Despite impressive progress, multi-omics and systems GFMs are especially vulnerable to confounding and overinterpretation—issues examined in depth in Chapter 16. Key challenges include:

  • Batch effects and platform heterogeneity
    • Different omics layers often come from different assays, labs, or time points.
    • Integration methods can inadvertently encode batch structure rather than biology if not properly corrected.
  • Sample size and missingness
    • Multi-omics datasets are typically smaller than single-omic datasets.
    • Many samples lack certain modalities, requiring robust handling of missing data.
  • Population diversity and fairness
    • As highlighted for PGS, representation of diverse ancestries is essential.
    • Multi-omics GFMs risk amplifying disparities if trained primarily on European-ancestry or high-resource cohorts.
  • Evaluation complexity
    • Multi-omics models can be evaluated at many levels: predictive performance, biological consistency, network plausibility, and clinical utility.
    • Overfitting to proxy metrics (e.g., clustering quality) may not translate to actionable biology.
  • Interpretability and causal inference
    • Attention or feature importance scores are not guarantees of causal mechanism.
    • Integrating deep models with perturbation data (e.g., CRISPR screens) and robust causal frameworks remains an open frontier.

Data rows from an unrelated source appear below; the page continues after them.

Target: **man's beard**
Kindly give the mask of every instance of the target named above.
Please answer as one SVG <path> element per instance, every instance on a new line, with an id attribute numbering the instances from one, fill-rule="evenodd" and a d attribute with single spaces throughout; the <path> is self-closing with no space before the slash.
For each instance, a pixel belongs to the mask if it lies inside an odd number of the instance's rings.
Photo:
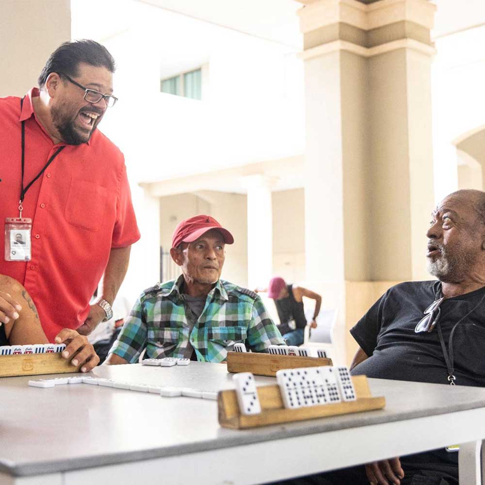
<path id="1" fill-rule="evenodd" d="M 463 247 L 454 248 L 450 251 L 440 245 L 439 249 L 439 257 L 434 260 L 428 259 L 428 272 L 445 283 L 462 281 L 474 261 L 471 252 Z"/>
<path id="2" fill-rule="evenodd" d="M 65 114 L 65 107 L 63 106 L 59 107 L 53 106 L 51 110 L 52 123 L 61 135 L 63 141 L 69 145 L 80 145 L 88 142 L 94 133 L 97 123 L 94 122 L 95 124 L 89 134 L 81 134 L 76 130 L 74 126 L 76 116 L 70 118 Z"/>

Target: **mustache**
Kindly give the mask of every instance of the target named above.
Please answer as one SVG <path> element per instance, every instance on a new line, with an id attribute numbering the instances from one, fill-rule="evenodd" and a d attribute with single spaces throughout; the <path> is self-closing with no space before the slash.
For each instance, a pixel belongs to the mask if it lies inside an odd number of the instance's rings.
<path id="1" fill-rule="evenodd" d="M 443 251 L 444 249 L 444 247 L 443 244 L 441 242 L 437 242 L 436 241 L 433 241 L 432 240 L 428 240 L 427 247 L 428 250 L 433 250 L 435 249 L 438 249 L 439 251 Z"/>
<path id="2" fill-rule="evenodd" d="M 99 108 L 96 108 L 95 106 L 91 105 L 91 106 L 84 106 L 84 108 L 81 108 L 80 110 L 79 113 L 83 113 L 87 112 L 90 113 L 94 113 L 95 114 L 97 114 L 98 116 L 101 116 L 104 112 L 101 111 Z"/>

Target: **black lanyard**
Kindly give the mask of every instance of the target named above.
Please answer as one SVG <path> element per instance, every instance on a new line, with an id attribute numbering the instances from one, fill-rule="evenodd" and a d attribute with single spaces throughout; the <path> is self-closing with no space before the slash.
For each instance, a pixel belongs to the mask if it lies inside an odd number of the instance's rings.
<path id="1" fill-rule="evenodd" d="M 20 113 L 22 113 L 22 107 L 23 106 L 24 104 L 24 97 L 20 99 Z M 37 174 L 37 176 L 34 178 L 31 181 L 27 184 L 27 187 L 25 188 L 24 188 L 24 165 L 25 165 L 25 120 L 24 120 L 22 122 L 22 187 L 20 190 L 20 199 L 19 201 L 19 207 L 18 210 L 20 211 L 20 218 L 22 218 L 22 211 L 23 210 L 23 207 L 22 206 L 22 203 L 24 201 L 24 198 L 25 197 L 25 194 L 27 193 L 27 191 L 31 188 L 32 184 L 37 179 L 44 173 L 46 169 L 54 161 L 54 159 L 56 158 L 61 153 L 62 150 L 65 148 L 65 145 L 64 146 L 60 146 L 56 152 L 47 161 L 47 163 L 44 165 L 44 168 Z"/>
<path id="2" fill-rule="evenodd" d="M 439 291 L 437 294 L 439 296 L 439 294 L 440 292 L 441 285 L 440 285 Z M 445 362 L 446 364 L 446 367 L 448 371 L 448 381 L 450 382 L 450 384 L 451 386 L 455 385 L 454 381 L 456 380 L 456 378 L 453 375 L 454 372 L 454 358 L 453 355 L 453 337 L 454 335 L 454 331 L 456 329 L 456 327 L 458 326 L 459 323 L 460 323 L 472 312 L 474 311 L 481 305 L 482 305 L 484 299 L 485 299 L 485 293 L 484 293 L 483 296 L 480 299 L 480 301 L 468 313 L 466 313 L 465 315 L 462 317 L 461 318 L 460 318 L 460 320 L 453 325 L 453 328 L 452 329 L 451 332 L 450 332 L 450 339 L 448 340 L 448 349 L 446 348 L 446 344 L 445 343 L 445 339 L 443 337 L 443 332 L 441 331 L 441 325 L 440 324 L 439 321 L 438 321 L 438 336 L 439 337 L 439 343 L 441 344 L 441 350 L 443 351 L 443 356 L 445 358 Z M 436 299 L 437 299 L 437 297 L 436 297 Z"/>

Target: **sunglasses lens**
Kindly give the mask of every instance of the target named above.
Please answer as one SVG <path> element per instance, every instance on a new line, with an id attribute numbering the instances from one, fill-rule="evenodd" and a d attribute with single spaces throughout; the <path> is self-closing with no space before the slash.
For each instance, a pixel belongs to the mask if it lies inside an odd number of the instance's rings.
<path id="1" fill-rule="evenodd" d="M 414 328 L 414 331 L 416 333 L 420 333 L 421 332 L 427 332 L 429 327 L 430 322 L 431 321 L 431 315 L 427 315 L 418 322 L 418 324 Z"/>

Careful experimental design, thoughtful validation, and transparent reporting are therefore especially crucial for multi-omics GFMs.


14.10 Outlook: Toward Whole-patient Foundation Models

The methods in this chapter sketch an endgame for genomic deep learning:

  • Genome-wide variant and sequence representation via hybrid CNN/transformer/SSM architectures (Chapters 10–13).
  • Multi-omics integration through graph-guided latent spaces (CpGPT, GLUE, MoGCN, CGMega).
  • Systems-level reasoning about rare variants and epistasis (DeepRVAT, NeEDL, G2PT).
  • Clinically oriented risk modeling with deep PGS and fine-mapping (Delphi-like and MIFM-like frameworks).

A future whole-patient foundation model might:

  • Jointly encode genotype, methylome, chromatin state, expression, proteomics, imaging, and EHR data.
  • Provide unified representations across tissues, cell types, and time points.
  • Offer calibrated, equitable predictions of disease risk and treatment response.
  • Support mechanistic queries like “which pathways mediate this variant’s effect in this tissue?” or “which interventions counteract this rare variant burden in this patient?”

Realizing this vision will require advances in data sharing, privacy-preserving learning, scalable architecture design, and causal validation. But the methods surveyed here show that moving beyond single-omics is not just incremental—it fundamentally changes what kinds of questions genomic models can answer, bringing us closer to truly systems-level, clinically actionable genomics.